Have normal eyes with no evidence of abnormality or disease. For the purposes of this study a normal eye is defined as one having:
- No amblyopia.
- No evidence of lid abnormality or infection.
- No conjunctival abnormality or infection.
- No clinically significant slit lamp findings (i.e. edema, staining, scarring, vascularisation, infiltrates or abnormal opacities).
- No other active ocular disease.

Exclusion Criteria

Requires concurrent ocular medication.
Any systemic illness which would contraindicate lens wear or the medical treatment of which would affect vision or successful lens wear.
Clinically significant (Grade 3 or 4) corneal edema, corneal vascularisation, corneal staining, tarsal abnormalities, bulbar injection or any other abnormality of the cornea that would contraindicate contact lens wear.
Diabetic.
Infectious disease (e.g., hepatitis, tuberculosis) or an immunosuppressive disease (e.g., HIV).
Extended lens wear in last 3 months.
PMMA or RGP lens wear in the previous 8 weeks.
Has had refractive surgery.

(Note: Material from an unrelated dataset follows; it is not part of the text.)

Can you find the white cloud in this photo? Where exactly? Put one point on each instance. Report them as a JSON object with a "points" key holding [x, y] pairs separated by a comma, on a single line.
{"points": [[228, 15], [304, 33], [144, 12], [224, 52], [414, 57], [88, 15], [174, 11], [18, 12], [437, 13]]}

Has had eye injury/surgery within 8 weeks immediately prior to enrollment for this study.
Abnormal lacrimal secretions.
Pre-existing ocular irritation that would preclude contact lens fitting.
Keratoconus or other corneal irregularity.
Pregnancy, lactating or planning a pregnancy at the time of enrollment.
Participation in any concurrent clinical trial or in last 60 days."

Arm && Interventions

Group	Intervention	Description
etafilcon A / etafilcon A	etafilcon A	etafilcon A contact lens worn first and second
oculfilcon D / etafilcon A	etafilcon A	ocufilcon D contact lens worn first, etafilcon A contact lens worn second
etafilcon A / ocufilcon D	etafilcon A	etafilcon A contact lens worn first daily disposable , ocufilcon D contact lens worn second daily disposable
etafilcon A / ocufilcon D	ocufilcon D	etafilcon A contact lens worn first daily disposable , ocufilcon D contact lens worn second daily disposable
ocufilcon D / ocufilcon D	ocufilcon D	ocufilcon D contact lens worn first and second
oculfilcon D / etafilcon A	ocufilcon D	ocufilcon D contact lens worn first, etafilcon A contact lens worn second

Primary Outcome Measures

Name	Time	Method
Lens Comfort	1-week follow-up	Lens comfort was evaluated via the subjective question: "How comfortable did your eyes feel at the end of the day when wearing the contact lenses you were provided?" (excellent/very good=5...very good=3...Poor=0)

Secondary Outcome Measures

Name	Time	Method
Comfort Throughout the Whole Day	1-week follow-up	Comfort throughout the day was evaluated via subjective question: "Comfort throughout the whole day" and is reported as an aggregate of "Agree Strongly and Agree Somewhat".